Ginny eut un petit tiraillement de culpabilité quand elle songea à ce qu'elle avait appris concernant sa propre petite mission, celle sur Tom. Pour elle en tout cas, la soirée n'avait pas été une totale perte de temps. Elle songea une fois de plus à parler à Neville du journal – après tout, si elle découvrait ce qu'elle voulait que Tom lui dise, l'information serait sur Harry, donc les concernait tous, pas seulement elle. Mais à nouveau, quelque chose l'empêcha d'en parler. La honte d'être retombée dans le piège du journal – Neville et les autres septième année devaient bien se souvenir des évènements de leur deuxième année, de ce que le journal lui avait fait faire. Ils ne comprendraient donc pas pourquoi elle voulait risquer de se replonger dans cette horreur. Peut-être qu'ils voudraient le détruire. Pour une raison quelconque, l'idée même de ne plus pouvoir parler à Tom faisait du mal à Ginny.

Ou peut-être avait-elle simplement envie de garder cette « relation » secrète. Celle avec Harry ne l'avait certainement pas été, et cette année, à la tête de la résistance à Poudlard, elle avait toujours l'impression que quelqu'un observait le moindre de ses gestes. Tom était redevenu son jardin secret et ça n'était pas pour lui déplaire.

Seamus bâilla.

—Ouais, tu n'as pas tort, acquiesça Neville comme si l'Irlandais avait dit quelque chose. Il se fait tard, on devrait tous aller dormir.

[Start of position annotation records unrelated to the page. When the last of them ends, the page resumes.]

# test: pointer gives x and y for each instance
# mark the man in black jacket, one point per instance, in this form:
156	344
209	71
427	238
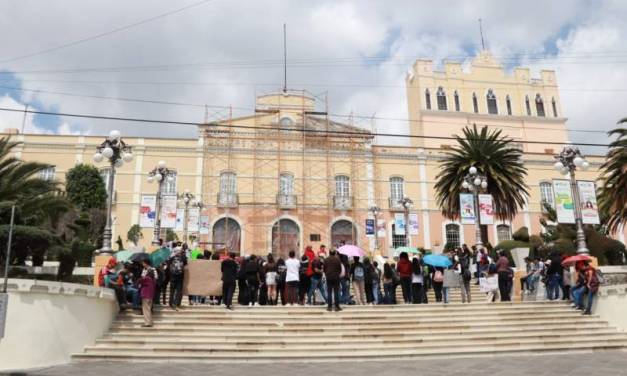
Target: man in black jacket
229	276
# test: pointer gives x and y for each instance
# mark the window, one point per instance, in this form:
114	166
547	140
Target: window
396	189
228	182
539	105
441	95
47	174
342	188
398	240
452	235
503	232
286	184
456	96
169	184
546	195
427	99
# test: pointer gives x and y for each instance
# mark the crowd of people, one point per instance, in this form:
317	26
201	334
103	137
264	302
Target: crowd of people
326	277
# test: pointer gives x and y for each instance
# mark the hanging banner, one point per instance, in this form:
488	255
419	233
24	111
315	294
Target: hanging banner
564	205
168	211
204	224
467	208
588	202
399	224
369	227
486	210
413	224
147	211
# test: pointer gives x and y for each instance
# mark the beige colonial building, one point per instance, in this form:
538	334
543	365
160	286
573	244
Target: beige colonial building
288	176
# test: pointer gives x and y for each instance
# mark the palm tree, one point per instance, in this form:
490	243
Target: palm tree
613	192
495	157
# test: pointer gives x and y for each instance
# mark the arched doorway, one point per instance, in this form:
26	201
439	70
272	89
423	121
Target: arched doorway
227	234
285	237
343	232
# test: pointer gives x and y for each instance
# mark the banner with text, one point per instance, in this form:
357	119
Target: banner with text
486	210
588	202
564	205
467	208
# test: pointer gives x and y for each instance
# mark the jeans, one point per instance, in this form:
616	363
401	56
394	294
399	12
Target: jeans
333	292
176	290
316	283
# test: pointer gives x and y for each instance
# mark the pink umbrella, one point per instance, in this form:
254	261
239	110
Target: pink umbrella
351	250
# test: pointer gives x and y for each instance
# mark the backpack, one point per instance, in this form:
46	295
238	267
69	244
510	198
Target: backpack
438	276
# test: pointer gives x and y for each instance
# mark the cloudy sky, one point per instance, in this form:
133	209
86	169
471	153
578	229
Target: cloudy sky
222	53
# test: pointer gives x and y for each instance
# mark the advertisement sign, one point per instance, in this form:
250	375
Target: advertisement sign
147	211
564	205
588	202
486	210
399	224
369	227
413	224
168	211
467	208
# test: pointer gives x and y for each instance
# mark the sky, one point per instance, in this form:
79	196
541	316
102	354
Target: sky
198	61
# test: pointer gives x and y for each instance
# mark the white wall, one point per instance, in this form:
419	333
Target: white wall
49	321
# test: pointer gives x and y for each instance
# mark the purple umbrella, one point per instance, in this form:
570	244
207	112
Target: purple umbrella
351	250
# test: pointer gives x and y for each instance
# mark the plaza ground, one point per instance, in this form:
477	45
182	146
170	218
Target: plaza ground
587	363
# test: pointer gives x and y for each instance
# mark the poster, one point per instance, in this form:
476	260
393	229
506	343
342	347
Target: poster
168	211
588	202
467	208
399	224
369	227
204	224
413	224
486	210
147	211
564	205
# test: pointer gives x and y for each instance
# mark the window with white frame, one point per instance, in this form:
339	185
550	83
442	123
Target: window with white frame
342	187
47	174
503	232
452	235
492	106
546	195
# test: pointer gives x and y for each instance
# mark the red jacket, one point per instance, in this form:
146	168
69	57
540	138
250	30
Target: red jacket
404	268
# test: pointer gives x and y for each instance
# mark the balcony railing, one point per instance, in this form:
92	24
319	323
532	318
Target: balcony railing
342	202
286	201
228	200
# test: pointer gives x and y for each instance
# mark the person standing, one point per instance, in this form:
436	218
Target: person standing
229	277
333	270
291	277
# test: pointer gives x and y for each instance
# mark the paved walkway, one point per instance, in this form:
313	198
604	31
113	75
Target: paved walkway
587	364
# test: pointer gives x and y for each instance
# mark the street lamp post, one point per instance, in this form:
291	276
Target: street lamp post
375	210
407	204
567	162
159	174
475	182
116	152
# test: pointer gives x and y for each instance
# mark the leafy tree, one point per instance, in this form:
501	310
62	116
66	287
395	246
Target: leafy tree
85	187
613	191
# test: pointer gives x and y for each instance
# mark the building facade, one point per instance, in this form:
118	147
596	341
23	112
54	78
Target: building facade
288	176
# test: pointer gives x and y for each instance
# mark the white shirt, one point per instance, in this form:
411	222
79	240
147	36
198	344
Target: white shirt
293	270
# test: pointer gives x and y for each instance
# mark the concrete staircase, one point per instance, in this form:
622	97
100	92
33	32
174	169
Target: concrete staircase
289	334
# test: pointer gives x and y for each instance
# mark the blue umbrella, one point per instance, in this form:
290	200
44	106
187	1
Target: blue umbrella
437	261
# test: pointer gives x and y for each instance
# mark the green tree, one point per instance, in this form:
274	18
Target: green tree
494	156
613	190
85	188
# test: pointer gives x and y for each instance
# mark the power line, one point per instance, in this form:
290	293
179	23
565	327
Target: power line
286	129
106	33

Ginny prit donc congé des deux garçons, leur souhaitant une bonne nuit, et redescendit vers son dortoir, où elle fut rassurée de trouver le journal sous son oreiller, où elle l'avait laissé un peu plus tôt. Se souvenant de l'arrêt prématuré de leur discussion, elle l'ouvrit, espérant y voir une réponse de Tom qui n'aurait pas encore disparu, mais ne vit qu'une feuille blanche. Elle eut un instant l'envie de reprendre là où ils s'étaient arrêtés, mais la petite voix de la raison se fit entendre. Neville avait raison, il était tard, elle ferait mieux de se coucher. Elle plaça le journal sous son matelas, endroit pas mal plus sécuritaire que sous son oreiller, et s'enferma dans la salle de bains pour effectuer ses ablutions nocturnes.